= Megan Cotter =

American politician

Megan Cotter is an American politician representing the 39th district in the Rhode Island House of Representatives. A member of the Democratic Party, she was first elected in November 2022.

== Early life and personal life ==

Cotter grew up in Elmhurst, Providence. After graduating from Classical High School in 2002, she triple majored in English, Comparative Literature, and Classical Studies at the University of Rhode Island. She works for the seafood distributor Foley Fish.

== Political career ==
Cotter first ran for the District 39 seat in 2020, losing to incumbent Republican representative Justin Price by about four percentage points. In a 2022 rematch, she defeated Price by 32 votes, 3,031 to 2,999, in a three-way race that also included independent candidate Sean Comella; after the narrow tally, Price requested a recount, which the Rhode Island Board of Elections conducted without changing the outcome. She assumed office on January 3, 2023, and serves on the House committees on Education, Health and Human Services, and Small Business.

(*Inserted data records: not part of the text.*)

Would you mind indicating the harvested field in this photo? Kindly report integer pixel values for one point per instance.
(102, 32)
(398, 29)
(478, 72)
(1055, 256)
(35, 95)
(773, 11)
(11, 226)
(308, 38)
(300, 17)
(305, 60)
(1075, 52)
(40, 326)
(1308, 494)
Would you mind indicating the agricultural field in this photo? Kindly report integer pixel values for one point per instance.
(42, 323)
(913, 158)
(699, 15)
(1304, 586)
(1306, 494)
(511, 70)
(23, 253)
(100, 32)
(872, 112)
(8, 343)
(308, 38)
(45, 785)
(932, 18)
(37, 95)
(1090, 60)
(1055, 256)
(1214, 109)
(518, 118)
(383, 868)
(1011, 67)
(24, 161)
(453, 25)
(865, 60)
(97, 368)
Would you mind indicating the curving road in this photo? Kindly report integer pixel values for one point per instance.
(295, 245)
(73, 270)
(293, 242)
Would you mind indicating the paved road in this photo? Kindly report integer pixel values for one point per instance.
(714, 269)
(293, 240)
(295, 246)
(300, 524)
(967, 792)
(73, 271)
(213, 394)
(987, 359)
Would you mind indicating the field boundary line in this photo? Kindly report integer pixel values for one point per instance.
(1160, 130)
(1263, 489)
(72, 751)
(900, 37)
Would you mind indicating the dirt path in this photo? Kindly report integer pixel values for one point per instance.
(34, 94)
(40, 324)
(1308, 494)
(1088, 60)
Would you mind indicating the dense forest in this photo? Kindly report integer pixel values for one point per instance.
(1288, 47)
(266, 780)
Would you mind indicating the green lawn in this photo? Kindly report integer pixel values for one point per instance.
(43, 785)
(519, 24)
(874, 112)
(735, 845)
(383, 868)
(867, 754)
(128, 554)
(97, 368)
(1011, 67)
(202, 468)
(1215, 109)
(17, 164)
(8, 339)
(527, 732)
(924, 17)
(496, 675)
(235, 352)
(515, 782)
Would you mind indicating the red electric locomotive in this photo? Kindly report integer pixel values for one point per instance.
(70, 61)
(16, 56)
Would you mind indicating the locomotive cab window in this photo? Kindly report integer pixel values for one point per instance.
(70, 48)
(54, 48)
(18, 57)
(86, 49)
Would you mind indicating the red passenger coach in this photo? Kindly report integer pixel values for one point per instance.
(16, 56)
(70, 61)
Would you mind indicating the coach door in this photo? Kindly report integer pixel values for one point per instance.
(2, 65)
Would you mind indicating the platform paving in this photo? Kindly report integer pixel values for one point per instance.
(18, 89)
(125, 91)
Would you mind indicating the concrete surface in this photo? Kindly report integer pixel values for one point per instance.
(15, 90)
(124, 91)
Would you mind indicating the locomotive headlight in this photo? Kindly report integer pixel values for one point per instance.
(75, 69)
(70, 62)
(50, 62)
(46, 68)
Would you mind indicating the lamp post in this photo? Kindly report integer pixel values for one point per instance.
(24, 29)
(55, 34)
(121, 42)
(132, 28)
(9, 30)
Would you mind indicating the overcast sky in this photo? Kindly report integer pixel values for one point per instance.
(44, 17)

In a third consecutive contest against Price, Cotter won re-election on November 5, 2024, defeating him with about 54 percent of the vote. The Rhode Island Board of Elections certified 4,671 votes for Cotter to Price's 3,973, a margin of 698. Cotter won even though Donald Trump carried all three towns in the district, and she was credited with—and described a strategy of—appealing to Republican-leaning voters.

Ahead of the 2026 election, Cotter filed for re-election without a Democratic primary challenger; two Republicans, Paul Michaud and Jasmin Roy, filed to contest the District 39 seat.